Bruce Liu, CEO of Esoterica Capital talks to CNBC’s Arjun Kharpal at the annual East Tech West event in the Nansha district of Guangzhou, China on Dec. 1, 2021. Liu laid out a framework for investing in Chinese tech firms as Beijing continues to tighten regulation on the sector.
Bruce Liu, CEO of Esoterica Capital talks to CNBC’s Arjun Kharpal at the annual East Tech West event in the Nansha district of Guangzhou, China on Dec. 1, 2021.
GUANGZHOU, China — Beijing’s regulatory crackdown sent jitters through the market, but one fund manager has come up with an investment framework to navigate the uncertainty.
China has tightened regulation on its domestic tech sector in many areas, from data protection to antitrust, over the past year. The swift moves have caught international investors off guard, wiping billions of dollars off the value of the country’s giants.
Bruce Liu, CEO of Esoterica Capital, said investors should take an approach that syncs with China’s goals of “common prosperity,” growing national champions, social responsibility and state-led investment. “Common prosperity” refers Chinese President Xi Jinping’s push for moderate wealth for all.
During a panel discussion at CNBC’s annual East Tech West conference in south China, Liu said “common prosperity” is not a “zero-sum game” and it’s “actually about growing the pie bigger, and the slice is better and more fairly.” That could benefit several companies.
The investor says that companies tapping into so-called lower tier cities and lower income citizens in China, which he estimates to be around 1 billion people, should see growth.
Pinduoduo and Kuaishou are very focused on tapping into users in rural areas of China, particularly farmers. Both companies have sought to help farmers sell goods on their platforms to users across China. Meituan has a so-called group buying business which allows members of the same residential community or area to group together and buy goods in bulk at a discount. This is seen as key to attracting lower-income users in smaller Chinese cities.

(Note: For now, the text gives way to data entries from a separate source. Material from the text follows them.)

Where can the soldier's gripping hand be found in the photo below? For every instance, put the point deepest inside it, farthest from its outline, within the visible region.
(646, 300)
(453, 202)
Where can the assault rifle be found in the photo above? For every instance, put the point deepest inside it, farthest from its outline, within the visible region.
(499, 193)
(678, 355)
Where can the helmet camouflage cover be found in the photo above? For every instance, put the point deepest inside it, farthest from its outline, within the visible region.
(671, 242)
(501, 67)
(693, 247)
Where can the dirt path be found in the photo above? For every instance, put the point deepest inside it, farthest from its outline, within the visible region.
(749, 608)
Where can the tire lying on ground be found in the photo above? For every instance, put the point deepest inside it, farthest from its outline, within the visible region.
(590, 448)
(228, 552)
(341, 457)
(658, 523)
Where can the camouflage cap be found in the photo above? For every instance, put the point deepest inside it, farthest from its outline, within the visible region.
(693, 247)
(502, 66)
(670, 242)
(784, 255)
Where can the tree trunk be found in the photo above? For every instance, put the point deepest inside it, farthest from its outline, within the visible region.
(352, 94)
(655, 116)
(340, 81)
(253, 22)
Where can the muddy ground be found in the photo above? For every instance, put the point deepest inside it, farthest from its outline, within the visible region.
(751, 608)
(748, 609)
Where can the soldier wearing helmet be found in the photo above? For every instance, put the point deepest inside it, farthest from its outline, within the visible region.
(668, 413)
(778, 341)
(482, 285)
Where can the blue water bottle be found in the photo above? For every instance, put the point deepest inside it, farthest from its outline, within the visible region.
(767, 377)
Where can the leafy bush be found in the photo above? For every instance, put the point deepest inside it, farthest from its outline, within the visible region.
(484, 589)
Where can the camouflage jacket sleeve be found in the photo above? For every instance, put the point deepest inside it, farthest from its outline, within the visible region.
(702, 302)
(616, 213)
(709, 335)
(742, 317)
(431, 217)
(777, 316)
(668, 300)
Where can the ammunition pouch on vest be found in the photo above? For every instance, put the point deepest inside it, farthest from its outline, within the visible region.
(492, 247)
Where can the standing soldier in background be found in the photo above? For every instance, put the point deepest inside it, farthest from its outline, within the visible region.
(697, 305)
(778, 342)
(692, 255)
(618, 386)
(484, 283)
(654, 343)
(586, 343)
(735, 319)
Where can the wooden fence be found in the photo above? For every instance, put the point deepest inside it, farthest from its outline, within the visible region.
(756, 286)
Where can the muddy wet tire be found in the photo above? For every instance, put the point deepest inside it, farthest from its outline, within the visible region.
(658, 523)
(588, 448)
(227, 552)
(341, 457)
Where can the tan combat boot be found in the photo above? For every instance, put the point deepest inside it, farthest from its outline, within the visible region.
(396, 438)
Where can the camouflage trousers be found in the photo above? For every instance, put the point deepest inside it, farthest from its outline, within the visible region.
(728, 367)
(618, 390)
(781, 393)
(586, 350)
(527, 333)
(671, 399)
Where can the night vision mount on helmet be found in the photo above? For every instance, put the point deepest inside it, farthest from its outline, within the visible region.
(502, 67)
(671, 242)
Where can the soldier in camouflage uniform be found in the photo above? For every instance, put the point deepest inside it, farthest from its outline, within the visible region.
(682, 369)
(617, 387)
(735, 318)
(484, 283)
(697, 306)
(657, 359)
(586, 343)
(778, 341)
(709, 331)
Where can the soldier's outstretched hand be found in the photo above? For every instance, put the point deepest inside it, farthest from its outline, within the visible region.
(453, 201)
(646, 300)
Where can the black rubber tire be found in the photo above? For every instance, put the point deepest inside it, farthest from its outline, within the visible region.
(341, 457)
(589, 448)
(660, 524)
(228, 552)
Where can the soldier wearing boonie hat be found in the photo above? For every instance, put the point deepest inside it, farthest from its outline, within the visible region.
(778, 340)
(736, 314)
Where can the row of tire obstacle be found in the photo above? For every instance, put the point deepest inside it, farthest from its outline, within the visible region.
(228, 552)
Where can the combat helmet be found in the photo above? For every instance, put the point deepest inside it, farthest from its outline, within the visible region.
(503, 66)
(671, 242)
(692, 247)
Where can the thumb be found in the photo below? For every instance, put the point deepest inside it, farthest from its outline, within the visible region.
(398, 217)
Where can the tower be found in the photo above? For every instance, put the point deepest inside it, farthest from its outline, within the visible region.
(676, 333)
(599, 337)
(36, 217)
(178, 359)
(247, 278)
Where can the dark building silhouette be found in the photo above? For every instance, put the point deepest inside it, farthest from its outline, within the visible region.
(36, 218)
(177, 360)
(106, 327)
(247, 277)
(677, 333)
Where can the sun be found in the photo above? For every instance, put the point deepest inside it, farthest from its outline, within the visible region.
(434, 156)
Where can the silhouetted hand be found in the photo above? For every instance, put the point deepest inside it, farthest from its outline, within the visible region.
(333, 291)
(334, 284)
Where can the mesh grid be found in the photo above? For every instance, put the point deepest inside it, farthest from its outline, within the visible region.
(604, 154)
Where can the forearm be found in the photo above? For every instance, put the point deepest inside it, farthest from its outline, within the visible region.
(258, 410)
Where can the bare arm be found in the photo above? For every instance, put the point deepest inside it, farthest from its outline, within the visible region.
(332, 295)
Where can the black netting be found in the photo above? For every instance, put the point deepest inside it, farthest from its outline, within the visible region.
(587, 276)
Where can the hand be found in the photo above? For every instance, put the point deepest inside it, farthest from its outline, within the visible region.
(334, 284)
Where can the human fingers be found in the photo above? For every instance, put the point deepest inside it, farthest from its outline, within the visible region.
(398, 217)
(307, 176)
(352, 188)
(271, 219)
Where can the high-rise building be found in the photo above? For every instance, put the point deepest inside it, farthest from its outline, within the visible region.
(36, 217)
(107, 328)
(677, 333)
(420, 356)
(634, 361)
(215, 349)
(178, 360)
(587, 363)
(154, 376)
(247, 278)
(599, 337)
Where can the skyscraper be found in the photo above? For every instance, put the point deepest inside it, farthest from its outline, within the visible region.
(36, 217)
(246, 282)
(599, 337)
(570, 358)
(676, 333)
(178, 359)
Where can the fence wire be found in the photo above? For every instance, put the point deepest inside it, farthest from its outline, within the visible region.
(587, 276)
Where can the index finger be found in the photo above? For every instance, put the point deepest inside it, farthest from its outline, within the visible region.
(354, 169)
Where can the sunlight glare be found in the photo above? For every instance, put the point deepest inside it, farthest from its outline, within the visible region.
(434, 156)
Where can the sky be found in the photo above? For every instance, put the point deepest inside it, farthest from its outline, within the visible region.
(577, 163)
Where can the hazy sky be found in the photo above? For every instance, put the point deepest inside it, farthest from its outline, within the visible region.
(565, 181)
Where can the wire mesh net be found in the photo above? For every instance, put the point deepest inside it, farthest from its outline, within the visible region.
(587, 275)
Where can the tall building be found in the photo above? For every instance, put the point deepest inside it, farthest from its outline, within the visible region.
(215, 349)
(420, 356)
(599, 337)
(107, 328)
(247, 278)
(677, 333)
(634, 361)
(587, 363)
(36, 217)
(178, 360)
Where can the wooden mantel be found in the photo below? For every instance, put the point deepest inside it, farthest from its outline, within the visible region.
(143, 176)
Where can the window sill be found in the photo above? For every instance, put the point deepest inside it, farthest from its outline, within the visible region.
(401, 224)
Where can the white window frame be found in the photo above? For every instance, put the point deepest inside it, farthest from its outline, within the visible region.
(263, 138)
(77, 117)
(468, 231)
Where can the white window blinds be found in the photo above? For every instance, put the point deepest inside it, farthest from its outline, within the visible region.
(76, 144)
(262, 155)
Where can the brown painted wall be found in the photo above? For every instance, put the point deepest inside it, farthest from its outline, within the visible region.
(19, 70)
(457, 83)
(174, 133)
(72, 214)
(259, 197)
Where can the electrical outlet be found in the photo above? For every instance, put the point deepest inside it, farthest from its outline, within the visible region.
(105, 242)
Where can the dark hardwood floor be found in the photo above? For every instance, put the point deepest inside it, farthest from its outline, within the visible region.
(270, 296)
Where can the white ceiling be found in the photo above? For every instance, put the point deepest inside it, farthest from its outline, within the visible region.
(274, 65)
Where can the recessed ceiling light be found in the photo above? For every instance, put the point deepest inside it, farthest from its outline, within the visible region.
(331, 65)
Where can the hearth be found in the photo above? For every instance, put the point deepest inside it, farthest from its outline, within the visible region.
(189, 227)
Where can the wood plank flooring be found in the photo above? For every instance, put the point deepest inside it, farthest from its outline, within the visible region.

“These [companies] are following the lower-tier cities that are underserved. This fits into the blueprint of central government. It is about getting the pie larger. That is coming from lower-tier cities,” Liu said, in a separate interview on the sidelines of East Tech West.
Liu said that China is looking to boost its national power and that requires so-called national champions — companies representing innovation.
“We need companies like Alibaba, Tencent, Huawei, to be there to represent the top notch of technologies,” Liu said, naming some of his favored tech giants.
“They are still the benchmark for Chinese tech,” Liu added.
The investor said that beyond their core businesses, both Alibaba and Tencent are investing in key areas of strategic priority for Beijing including cloud computing and semiconductors.
Liu also advocated backing companies that tie in with areas that China is investing into.
“China is taking a top-down approach, versus in a Western style, bottom-up approach to support national goals of, you know, important things like smart infrastructure, even semiconductors,” Liu said.
China’s regulatory tightening was a key theme of CNBC’s East Tech West conference. During another discussion, Ben Harburg, managing partner at MSA Capital, said there are a lot of misinterpretations of regulatory moves.
“I think a lot of dangerous generalizations are being made, and misunderstandings promoted, that are affecting the way they invest in this market. And so as I say, that can drive down valuations for all of us,” Harburg said.
“The reality is that these businesses are actually much healthier, and that the framework for understanding regulation is far more predictable than is being espoused in a lot of these Western media sources.”
Liu said many of the technology companies that have been sold off by investors are “all very cheap now.”